Tannerton blinked. “Oh. Well … then perhaps you would prefer us to handle the funeral arrangements through one of the deceased’s friends.”

“I don’t think he had any,” Joshua said.

They stared down at the body for a moment, silent.

“Ghastly,” Joshua said again.

“Of course,” Tannerton said, “no cosmetic work has been done. Absolutely none. If I could have gotten to him soon after death, he’d look much better.”

“Can you … do anything with him?”

“Oh, certainly. But it won’t be easy. He’s been dead a day and a half, and though he’s been kept refrigerated–”

“Those wounds,” Joshua said thickly, staring at the hideously scarred abdomen with morbid fascination. “Dear God, she really cut him.”

“Most of that was done by the coroner,” Tannerton said. “This small slit is a stab wound. And this one.”

“The pathologist did a good job with his mouth,” Olmstead said appreciatively.

“Yes, didn’t he?” Tannerton said, touching the sealed lips of the corpse. “It’s unusual to find a coroner with an aesthetic sense.”

“Rare.” Olmstead said.

Joshua shook his head. “I still find it hard to believe.”

“Five years ago,” Tannerton said, “I buried his mother. That’s when I met him. He seemed a little … strange. But I figured it was the stress and the grief. He was such an important man, such a leading figure in the community.”

“Cold,” Joshua said. “He was an extremely cold and self-contained man. Vicious in business. Winning a battle with a competitor wasn’t always enough for him; if at all possible, he preferred to utterly destroy the other fellow. I’ve always thought he was capable of cruelty and physical violence. But attempted rape? Attempted murder?”

Tannerton looked at Joshua and said, “Mr. Rhinehart, I’ve often heard it said that you don’t mince words. You’ve got a reputation, a much admired reputation, for saying exactly what you think and to hell with the cost. But….”

“But what?”

“But when you’re speaking of the dead, don’t you think you ought to–”

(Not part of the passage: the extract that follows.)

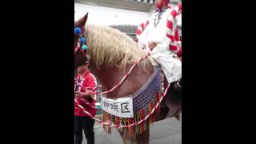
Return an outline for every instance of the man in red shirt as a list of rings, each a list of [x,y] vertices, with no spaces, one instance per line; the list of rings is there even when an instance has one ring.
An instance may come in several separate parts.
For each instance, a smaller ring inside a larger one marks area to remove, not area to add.
[[[84,65],[77,69],[76,81],[82,84],[84,87],[94,87],[96,86],[95,77],[90,73],[88,69],[89,62],[86,62]],[[94,90],[91,90],[94,91]],[[75,144],[82,144],[82,130],[84,130],[87,144],[94,144],[94,120],[87,114],[83,112],[83,110],[78,107],[78,104],[82,106],[86,111],[95,116],[95,98],[94,94],[90,94],[88,91],[81,89],[78,85],[74,86],[75,97],[77,102],[74,102],[74,135]]]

Joshua smiled. “Son, I’m a cantankerous old bastard and not entirely admirable. Far from it! As long as truth is my weapon, I don’t mind hurting the feelings of the living. Why, I’ve made children cry, and I’ve made kindly gray-haired grandmothers weep. I have little compassion for fools and sons of bitches when they’re alive. So why should I show more respect than that for the dead?”

“I’m just not accustomed to–”

“Of course, you’re not. Your profession requires you to speak well of the deceased, regardless of who he might have been and what heinous things he might have done. I don’t hold that against you. It’s your job.”

Tannerton couldn’t think of anything to say. He closed the lid of the coffin.

“Let’s settle on the arrangements,” Joshua said. “I’d like to get home and have my dinner–if I have any appetite left when I leave here.” He sat down on a high stool beside a glass-fronted cabinet that contained more tools of the mortician’s trade.